Fin d’année dernière, on apprenait la fusion d’EasiWal, commissariat wallon à l’e-administration et à la simplification administrative, et de certains services du Cepige (Centre d’Expertise du Pilotage Informatique et du Gouvernement électronique) opérant au niveau de la Fédération Wallonie-Bruxelles (1). A noter que les premiers intéressés préfèrent parler de rapprochement que de fusion mais il y aura en effet bel et bien union et création d’une nouvelle entité, baptisée eWBS (e-Wallonie Bruxelles Simplification).
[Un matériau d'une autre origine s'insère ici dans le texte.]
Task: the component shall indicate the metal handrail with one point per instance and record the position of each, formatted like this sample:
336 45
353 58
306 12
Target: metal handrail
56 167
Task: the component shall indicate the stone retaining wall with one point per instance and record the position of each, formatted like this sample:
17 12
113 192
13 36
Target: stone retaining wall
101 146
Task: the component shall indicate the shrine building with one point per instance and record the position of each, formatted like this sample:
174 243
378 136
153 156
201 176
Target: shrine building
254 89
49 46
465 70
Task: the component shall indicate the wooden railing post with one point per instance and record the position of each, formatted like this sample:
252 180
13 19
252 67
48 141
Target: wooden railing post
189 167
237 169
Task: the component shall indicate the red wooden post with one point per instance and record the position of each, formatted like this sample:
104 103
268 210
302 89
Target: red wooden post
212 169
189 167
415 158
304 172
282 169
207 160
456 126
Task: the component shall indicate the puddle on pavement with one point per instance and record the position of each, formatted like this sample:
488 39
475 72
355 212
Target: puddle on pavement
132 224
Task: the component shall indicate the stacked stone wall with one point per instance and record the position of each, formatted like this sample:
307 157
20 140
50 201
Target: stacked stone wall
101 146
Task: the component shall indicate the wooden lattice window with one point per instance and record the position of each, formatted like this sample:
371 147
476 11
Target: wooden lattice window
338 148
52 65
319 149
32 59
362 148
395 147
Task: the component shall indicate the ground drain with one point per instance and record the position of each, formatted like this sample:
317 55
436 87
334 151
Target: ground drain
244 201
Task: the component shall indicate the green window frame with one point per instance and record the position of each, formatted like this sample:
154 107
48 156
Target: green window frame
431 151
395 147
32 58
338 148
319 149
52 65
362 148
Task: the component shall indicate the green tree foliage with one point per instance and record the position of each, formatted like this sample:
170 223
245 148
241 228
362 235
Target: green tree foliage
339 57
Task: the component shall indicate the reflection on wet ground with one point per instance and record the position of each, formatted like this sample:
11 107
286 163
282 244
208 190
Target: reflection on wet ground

Raison de cette réorganisation: optimiser les moyens, tant financiers qu’humains, mis à disposition “pour rendre plus efficace le déploiement de projets de simplification administrative”.
Béatrice van Bastelaer et Oliver Schneider: “L’idée était de rapprocher les cellules e-gov de la Fédération Wallonie-Bruxelles et de la Wallonie parce que les économies d’échelle étaient évidentes.”
A quelques semaines des débuts opérationnels de l’eWBS (d’ici la fin du premier semestre 2013), nous avons rencontré Béatrice van Bastelaer, encore à la tête d’EasiWal pour quelques semaines et
Oliver Schneider, jusqu’ici directeur général adjoint Exploitation à l’ETNIC et qui prendra la tête de la nouvelle entité.
L’eWBS sera bientôt opérationnelle, avec une nouvelle équipe. Pourriez-vous replacer la création de cet organisme dans son contexte et en brosser les objectifs et les perspectives?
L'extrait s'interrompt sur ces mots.